Credit: Thinkstock The University of Maryland equine breeding program will be selling its herd.

The Equine Studies Program at the University of Maryland announced that it is placing the equine breeding program on hiatus until a more sustainable funding model can be developed.

Dr. Amy Burk, coordinator for the program, said, “I am very proud of what the program helped achieve in the last five years, including the training of our hard-working students and the quality of the horses we produced.” 

The program trained over 80 students in equine breeding and sales and helped students land jobs in the breeding industry in both Maryland and Kentucky. “When several of our students started working for Ashford Stud in Kentucky and several farms here in Maryland, I knew we were doing something right”. Ashford Stud is home to Triple Crown Winner American Pharoah. “Unfortunately, expensive programs like these take a toll on University resources. I think the hiatus will give us some much needed time to work with our industry stakeholders to identify patrons and improve our bloodstock” she added.

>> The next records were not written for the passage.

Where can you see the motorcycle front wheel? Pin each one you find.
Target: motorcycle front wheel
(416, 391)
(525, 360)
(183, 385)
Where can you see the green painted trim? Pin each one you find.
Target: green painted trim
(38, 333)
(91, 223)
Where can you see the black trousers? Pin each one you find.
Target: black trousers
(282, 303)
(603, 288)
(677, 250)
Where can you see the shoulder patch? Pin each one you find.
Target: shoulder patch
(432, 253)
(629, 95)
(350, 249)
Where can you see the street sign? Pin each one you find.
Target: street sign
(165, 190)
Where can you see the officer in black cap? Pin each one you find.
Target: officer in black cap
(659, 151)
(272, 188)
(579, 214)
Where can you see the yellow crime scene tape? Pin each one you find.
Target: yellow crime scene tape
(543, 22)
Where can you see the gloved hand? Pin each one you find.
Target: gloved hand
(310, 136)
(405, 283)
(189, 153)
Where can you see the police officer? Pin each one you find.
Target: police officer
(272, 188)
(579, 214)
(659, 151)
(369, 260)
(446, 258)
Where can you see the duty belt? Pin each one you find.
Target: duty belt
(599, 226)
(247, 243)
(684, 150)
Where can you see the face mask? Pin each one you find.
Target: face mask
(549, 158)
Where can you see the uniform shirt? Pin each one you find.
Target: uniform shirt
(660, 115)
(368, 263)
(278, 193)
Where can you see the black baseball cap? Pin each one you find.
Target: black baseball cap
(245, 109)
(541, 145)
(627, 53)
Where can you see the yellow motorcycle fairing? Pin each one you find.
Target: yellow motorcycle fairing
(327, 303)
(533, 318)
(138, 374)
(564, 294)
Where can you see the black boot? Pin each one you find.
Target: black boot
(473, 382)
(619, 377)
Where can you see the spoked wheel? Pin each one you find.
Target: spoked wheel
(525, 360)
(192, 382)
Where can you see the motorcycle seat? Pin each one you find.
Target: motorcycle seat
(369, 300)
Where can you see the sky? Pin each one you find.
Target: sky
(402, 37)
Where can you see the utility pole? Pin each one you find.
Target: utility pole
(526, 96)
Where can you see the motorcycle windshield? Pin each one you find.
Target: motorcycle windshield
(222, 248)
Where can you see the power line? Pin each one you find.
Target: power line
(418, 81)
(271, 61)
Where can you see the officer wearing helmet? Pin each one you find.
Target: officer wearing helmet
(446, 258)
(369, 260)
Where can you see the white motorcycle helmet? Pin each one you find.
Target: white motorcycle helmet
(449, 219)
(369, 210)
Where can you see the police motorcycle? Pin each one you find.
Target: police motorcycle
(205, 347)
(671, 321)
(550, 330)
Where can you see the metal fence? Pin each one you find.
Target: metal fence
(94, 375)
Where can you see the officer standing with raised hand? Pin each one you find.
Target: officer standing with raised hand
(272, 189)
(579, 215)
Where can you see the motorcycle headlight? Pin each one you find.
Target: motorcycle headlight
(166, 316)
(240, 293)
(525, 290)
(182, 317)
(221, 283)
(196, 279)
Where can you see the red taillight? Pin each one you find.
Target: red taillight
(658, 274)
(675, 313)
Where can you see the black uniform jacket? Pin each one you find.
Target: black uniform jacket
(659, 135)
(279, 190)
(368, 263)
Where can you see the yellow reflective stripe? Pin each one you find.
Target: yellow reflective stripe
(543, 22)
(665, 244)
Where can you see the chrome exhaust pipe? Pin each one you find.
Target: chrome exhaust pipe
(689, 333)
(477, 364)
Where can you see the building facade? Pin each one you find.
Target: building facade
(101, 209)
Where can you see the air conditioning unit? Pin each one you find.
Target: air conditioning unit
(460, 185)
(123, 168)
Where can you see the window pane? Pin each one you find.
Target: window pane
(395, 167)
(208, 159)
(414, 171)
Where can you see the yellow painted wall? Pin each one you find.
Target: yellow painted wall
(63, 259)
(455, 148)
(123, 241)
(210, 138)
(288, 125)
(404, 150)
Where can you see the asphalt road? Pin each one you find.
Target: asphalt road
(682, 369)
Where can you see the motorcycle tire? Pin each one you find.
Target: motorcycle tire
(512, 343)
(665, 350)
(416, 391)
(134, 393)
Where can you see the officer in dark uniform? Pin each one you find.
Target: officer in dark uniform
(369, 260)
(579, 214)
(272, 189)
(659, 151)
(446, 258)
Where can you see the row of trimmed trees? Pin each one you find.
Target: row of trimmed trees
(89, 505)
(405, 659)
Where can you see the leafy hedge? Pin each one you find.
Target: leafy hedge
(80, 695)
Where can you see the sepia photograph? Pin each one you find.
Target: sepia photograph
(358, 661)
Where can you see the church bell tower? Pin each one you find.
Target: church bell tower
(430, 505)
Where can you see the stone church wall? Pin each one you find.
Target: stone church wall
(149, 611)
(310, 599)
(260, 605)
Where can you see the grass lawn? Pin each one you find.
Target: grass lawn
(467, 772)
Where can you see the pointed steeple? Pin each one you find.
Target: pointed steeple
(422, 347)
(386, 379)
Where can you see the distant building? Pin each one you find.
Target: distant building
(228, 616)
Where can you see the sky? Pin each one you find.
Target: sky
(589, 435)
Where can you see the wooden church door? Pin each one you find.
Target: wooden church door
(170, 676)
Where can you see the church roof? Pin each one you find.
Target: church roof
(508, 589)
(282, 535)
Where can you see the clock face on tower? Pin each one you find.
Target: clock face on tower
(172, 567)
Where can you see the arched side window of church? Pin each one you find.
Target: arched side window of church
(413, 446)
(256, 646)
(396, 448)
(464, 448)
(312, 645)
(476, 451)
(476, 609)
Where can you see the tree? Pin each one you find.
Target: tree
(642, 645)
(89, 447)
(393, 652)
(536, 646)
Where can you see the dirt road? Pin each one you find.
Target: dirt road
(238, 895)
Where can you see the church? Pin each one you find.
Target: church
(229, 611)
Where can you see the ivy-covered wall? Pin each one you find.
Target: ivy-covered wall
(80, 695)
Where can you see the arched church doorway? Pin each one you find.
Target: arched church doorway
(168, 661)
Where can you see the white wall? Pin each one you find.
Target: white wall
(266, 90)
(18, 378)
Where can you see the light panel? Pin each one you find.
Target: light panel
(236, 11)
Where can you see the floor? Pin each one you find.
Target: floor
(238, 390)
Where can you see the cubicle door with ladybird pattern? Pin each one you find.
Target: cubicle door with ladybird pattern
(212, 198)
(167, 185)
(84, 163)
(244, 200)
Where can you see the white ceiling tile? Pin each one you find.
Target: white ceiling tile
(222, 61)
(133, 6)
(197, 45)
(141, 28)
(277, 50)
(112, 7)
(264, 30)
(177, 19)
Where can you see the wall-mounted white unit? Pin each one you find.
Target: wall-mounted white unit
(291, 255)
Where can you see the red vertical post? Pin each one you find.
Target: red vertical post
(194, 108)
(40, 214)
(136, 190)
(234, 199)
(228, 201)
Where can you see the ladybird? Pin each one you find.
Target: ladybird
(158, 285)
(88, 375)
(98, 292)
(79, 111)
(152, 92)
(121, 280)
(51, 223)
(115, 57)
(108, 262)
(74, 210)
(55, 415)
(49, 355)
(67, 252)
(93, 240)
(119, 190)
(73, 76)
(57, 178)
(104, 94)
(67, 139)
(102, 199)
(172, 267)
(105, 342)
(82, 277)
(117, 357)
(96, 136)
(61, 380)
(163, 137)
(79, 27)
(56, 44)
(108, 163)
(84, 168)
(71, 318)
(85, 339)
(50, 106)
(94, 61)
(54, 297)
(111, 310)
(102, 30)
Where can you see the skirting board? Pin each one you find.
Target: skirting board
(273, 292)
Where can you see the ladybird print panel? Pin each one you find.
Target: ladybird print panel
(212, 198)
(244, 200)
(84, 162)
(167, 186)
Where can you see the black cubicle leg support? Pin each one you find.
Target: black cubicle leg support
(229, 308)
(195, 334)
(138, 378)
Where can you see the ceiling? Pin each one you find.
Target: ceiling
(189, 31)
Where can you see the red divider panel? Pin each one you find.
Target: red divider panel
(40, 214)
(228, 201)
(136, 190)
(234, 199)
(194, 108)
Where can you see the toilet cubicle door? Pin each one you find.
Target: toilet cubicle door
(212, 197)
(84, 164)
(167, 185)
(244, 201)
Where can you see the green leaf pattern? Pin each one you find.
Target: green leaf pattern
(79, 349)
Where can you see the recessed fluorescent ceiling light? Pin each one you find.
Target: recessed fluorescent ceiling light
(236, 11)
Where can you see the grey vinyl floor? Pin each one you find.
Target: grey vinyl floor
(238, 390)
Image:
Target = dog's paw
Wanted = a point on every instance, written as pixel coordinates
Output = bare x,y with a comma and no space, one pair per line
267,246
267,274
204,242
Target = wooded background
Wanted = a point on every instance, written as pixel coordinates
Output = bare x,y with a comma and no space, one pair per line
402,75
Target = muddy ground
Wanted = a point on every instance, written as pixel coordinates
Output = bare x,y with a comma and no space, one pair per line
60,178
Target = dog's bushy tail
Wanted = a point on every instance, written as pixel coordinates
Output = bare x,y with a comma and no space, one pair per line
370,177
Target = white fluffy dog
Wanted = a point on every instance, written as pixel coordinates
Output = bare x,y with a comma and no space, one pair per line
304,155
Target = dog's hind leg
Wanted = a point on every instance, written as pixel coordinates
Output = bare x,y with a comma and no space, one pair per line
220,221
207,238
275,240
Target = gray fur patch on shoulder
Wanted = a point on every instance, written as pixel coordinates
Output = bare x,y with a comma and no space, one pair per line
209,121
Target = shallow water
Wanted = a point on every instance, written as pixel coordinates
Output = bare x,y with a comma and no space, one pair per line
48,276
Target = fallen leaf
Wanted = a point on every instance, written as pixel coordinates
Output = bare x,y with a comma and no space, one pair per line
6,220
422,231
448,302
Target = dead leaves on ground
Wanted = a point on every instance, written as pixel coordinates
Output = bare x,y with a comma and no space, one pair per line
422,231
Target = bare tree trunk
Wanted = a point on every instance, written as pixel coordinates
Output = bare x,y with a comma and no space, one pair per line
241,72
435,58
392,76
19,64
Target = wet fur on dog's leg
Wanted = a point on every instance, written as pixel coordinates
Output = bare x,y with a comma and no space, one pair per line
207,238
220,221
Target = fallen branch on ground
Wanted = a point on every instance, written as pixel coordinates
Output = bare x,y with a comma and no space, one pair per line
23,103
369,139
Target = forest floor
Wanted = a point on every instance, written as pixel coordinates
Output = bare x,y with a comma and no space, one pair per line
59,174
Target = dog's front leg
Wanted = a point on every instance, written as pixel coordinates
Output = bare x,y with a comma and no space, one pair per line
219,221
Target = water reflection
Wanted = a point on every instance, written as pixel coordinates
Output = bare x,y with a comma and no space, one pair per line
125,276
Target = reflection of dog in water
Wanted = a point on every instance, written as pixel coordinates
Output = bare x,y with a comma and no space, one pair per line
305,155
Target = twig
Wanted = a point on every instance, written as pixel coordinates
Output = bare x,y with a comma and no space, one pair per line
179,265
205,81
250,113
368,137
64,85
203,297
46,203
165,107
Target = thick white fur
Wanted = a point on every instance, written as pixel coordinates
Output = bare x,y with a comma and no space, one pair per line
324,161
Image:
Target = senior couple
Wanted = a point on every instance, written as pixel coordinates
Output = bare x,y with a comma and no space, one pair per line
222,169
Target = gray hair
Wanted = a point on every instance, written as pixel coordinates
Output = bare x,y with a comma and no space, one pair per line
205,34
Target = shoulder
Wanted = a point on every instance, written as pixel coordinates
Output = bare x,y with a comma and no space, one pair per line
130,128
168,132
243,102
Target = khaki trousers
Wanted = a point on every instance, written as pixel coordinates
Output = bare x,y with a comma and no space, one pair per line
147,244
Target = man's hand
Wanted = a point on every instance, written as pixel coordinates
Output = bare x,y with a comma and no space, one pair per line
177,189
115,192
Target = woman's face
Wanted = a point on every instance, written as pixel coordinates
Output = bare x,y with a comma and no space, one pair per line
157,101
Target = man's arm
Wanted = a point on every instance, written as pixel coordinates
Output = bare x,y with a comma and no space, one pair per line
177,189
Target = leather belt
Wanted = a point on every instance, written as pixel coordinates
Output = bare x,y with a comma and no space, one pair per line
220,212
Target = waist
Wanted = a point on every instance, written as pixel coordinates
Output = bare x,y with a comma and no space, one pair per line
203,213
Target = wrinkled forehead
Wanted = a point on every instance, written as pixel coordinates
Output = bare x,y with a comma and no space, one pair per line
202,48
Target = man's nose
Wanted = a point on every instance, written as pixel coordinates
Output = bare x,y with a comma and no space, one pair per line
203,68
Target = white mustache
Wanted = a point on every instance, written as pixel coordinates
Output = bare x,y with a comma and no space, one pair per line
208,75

Since the start of the program in 2013, it has produced 5 racehorses that have collectively earned nearly $100k including one that placed in the Maryland Juvenile Stakes on Maryland Million Day. Just recently as Labor Day, the program saw another winner with the 2-yr old colt, Fearless Terp (Nicanor – Daylight Lassie, Seeking Daylight) who won in front of a packed crowd at the Timonium State Fairgrounds.

The program will be selling its current herd of horses as part of the wind down. Offered for sale will be Thoroughbred weanlings by Jump Start, Golden Lad, and Mosler and Thoroughbred mares in foal to Friesan Fire, Great Notion, and Golden Lad. In their place, the University hopes to secure two privately-owned pregnant broodmares that students will foal out on campus as part of the equine reproduction class. 

Burk added, “While we won’t have the training and sales preparations as part of the program, I’m hopeful that field trips and additional internships will fill that void.” 

The Equine Studies Program is thankful for the steadfast support of the Maryland Horse Breeders Association, many generous individuals, Fasig-Tipton, and especially the stallion owners and farms that donated breeding seasons and broodmares.